BY AYNA AGARWAL
About three years ago, a little-known researcher named Aleksandr Kogan began a social science experiment at Cambridge University. Nothing unusual here. But just a few years later, he became embroiled in a Silicon Valley scandal of epic proportions.
Over 80 million raw profiles of users—including their friends, activity, and private information—were scraped from Facebook by Kogan to run an experiment to determine personality profiles based on digital footprints. The researcher stretched his boundaries by collecting more information than initially agreed upon. He then turned around and sold that data to Cambridge Analytica, in violation of the Terms of Service agreement between him and Facebook.
“Everyone sees Facebook or the government as being at fault,” says Jim Waldo, Professor of Computer Science and Public Policy at Harvard University. “But the actor really at fault here is the researcher.” Facebook routinely allows researchers to access its data for academic purposes, and users consent to share their information when they set up a Facebook account.
We can blame Facebook for creating a technical architecture that allows additional data to be scraped, for not aggressively requiring the researcher to delete data beyond its Terms of Service, or for not developing stronger auditing mechanisms. While it is on trend to play the blame game on various Silicon Valley companies, the real question is: How do we prevent data breaches from happening again?
One might assert that in the wake of this scandal, Facebook should remove data access from academic researchers. But limiting access to human data for research would be a terrible misstep for human understanding and progress.

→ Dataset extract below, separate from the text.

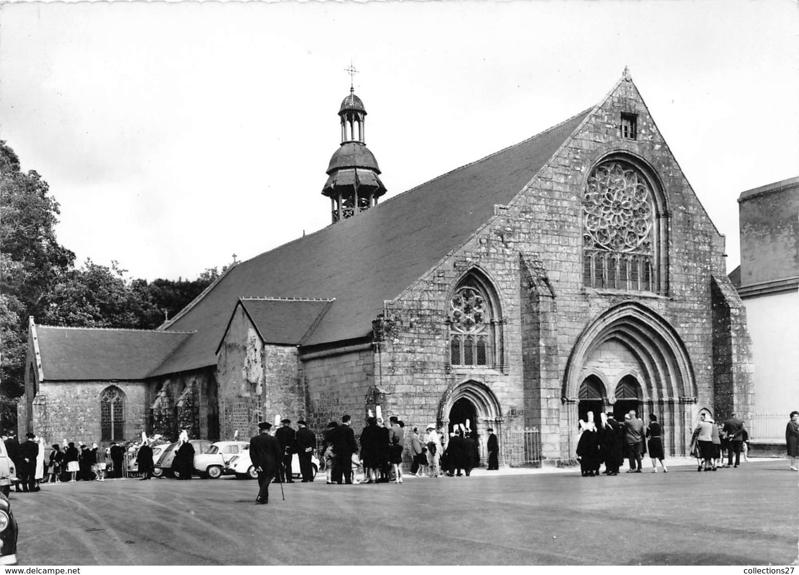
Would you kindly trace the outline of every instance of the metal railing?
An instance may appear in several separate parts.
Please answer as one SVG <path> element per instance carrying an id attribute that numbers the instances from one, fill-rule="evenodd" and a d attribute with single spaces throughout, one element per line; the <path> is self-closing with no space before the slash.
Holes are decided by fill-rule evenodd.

A huge amount of data resides online with aggregators like Facebook, Google, Snapchat, and others. This is a valuable trove of information for social scientists to leverage—helping us make sense of the world’s toughest issues. Cass Sunstein, a professor at Harvard Law School, describes how social science can yield crucial insights for policy and public service on a range of issues. Simpler financial aid forms may increase the likelihood that a student attends college. Design nudges can encourage people to eat healthier, improving overall public health. Automatically enrolling citizens in savings accounts encourages better long-term financial planning than offering tax benefits. These are a just few of the myriad ways in which social science research can improve our society.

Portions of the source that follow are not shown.